Moreover, the subsequent study by Sanchez-Lengeling et al. [37] reported that the ORGANIC (Objective-Reinforced Generative Adversarial Network for Inverse-design Chemistry) structure, a revised version of the ORGAN structure, was able to represent molecular compounds as strings for inverse design of molecular compounds. In accordance with ORGAN, the ORGANIC structure also employed a reinforcement learning technique to generate policy gradients for adjusting the weights of the generative network module, where molecules were encoded by using the SMILES representation. Drug-like compound databases such as the ZINC [54] and GDB-17 [55] databases were utilized. In terms of architecture, the ORGANIC structure is similar to the ORGAN structure, where the discriminative network module is represented as the convolutional neural network model [62] and the generative network module is implemented as the recurrent neural network model [46]. Consequently, the ORGANIC structure demonstrated good performance on the quantitative estimate of drug-likeness and generated 207 drug-like molecule compounds when compared with the drugs approved by the US Food and Drug Administration (FDA) [37]. It is worthwhile to mention that drug-likeness is a key factor to be considered when we screen molecular compounds during the early stages of drug discovery and design [63]. Additionally, the objective of drug-likeness [37] is to evaluate drug-like and non-drug-like molecules in terms of molecular compound properties such as absorption, distribution, metabolism, and excretion.
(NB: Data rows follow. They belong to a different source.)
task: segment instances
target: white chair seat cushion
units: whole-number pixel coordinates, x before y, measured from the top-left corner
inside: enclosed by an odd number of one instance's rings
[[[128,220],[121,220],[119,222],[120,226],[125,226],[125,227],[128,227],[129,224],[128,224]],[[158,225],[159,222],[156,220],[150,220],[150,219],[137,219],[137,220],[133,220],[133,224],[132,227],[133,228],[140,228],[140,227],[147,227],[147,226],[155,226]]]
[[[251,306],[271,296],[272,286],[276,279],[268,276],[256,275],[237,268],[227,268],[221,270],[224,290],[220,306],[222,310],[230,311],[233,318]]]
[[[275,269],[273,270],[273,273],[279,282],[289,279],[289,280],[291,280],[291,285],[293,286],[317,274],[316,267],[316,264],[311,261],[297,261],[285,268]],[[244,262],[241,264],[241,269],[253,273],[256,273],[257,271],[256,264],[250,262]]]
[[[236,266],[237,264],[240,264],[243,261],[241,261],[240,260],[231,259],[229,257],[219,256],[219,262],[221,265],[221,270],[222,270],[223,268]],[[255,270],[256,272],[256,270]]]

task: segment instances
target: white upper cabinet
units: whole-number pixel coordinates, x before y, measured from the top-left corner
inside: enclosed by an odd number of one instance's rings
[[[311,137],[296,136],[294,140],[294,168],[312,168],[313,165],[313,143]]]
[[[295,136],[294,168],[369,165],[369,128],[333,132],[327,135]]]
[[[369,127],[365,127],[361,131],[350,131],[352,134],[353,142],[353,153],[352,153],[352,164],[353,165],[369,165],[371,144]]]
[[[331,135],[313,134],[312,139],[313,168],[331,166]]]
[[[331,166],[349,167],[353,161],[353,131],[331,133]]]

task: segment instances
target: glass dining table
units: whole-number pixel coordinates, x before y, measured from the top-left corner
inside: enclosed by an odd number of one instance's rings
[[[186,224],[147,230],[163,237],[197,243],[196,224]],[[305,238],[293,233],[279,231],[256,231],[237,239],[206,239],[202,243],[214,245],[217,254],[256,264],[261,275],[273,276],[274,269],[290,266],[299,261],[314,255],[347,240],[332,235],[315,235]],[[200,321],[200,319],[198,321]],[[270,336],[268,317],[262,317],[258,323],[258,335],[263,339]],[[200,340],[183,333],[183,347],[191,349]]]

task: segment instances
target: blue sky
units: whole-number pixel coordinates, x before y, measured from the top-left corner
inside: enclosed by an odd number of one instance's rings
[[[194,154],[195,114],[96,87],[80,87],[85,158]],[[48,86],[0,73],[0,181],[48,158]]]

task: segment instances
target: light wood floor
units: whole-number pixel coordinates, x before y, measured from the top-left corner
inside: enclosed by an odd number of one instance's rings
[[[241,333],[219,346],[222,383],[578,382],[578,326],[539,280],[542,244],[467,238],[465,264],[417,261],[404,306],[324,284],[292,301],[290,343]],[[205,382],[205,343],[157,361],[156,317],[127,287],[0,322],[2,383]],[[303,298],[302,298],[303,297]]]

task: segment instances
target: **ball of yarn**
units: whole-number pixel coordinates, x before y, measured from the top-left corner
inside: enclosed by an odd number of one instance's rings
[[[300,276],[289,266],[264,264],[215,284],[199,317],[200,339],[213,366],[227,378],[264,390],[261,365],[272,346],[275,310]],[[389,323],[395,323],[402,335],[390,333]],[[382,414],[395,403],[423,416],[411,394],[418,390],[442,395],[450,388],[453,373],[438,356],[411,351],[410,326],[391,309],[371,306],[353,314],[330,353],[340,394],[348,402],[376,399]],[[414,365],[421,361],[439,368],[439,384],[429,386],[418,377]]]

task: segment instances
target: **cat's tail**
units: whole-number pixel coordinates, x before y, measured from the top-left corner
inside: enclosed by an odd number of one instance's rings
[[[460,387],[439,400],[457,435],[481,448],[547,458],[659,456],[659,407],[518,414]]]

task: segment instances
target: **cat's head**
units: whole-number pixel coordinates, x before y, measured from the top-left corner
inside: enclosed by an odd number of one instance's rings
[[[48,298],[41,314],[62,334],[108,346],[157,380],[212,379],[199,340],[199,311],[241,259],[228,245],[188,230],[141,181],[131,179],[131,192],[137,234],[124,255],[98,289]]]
On another note, Putin et al. [38] showed that the RANC (Reinforced Adversarial Neural Computer) structure, a combination method involving the GAN and reinforcement learning technologies, had better performance when compared with the ORGANIC structure. In line with ORGAN and ORGANIC, the RANC structure also utilized a reinforcement learning approach to facilitate gradients via chemical structures (represented as the SMILES representation). In addition, the ZINC [54] and ChemDiv (http://www.chemdiv.com/) drug-like compound databases were used. While the ORGANIC structure used a long short-term memory unit [64] in the recurrent neural network model [46], the RANC structure employed a differentiable neural computer architecture which has been shown to outperform the long short-term memory unit [65]. Particularly, Putin et al. [38] found that the RANC structure was superior to the ORGANIC structure in terms of several drug discovery metrics, including the number of unique structures (3 times higher), medicinal chemistry filters (1.7 times higher), Muegge criteria (2.2 times higher) [66], and quantitative estimate of drug-likeliness scores (1.5 times higher) [63]. Moreover, one strength of the RANC structure is that it was shown to be stable and consistent during training.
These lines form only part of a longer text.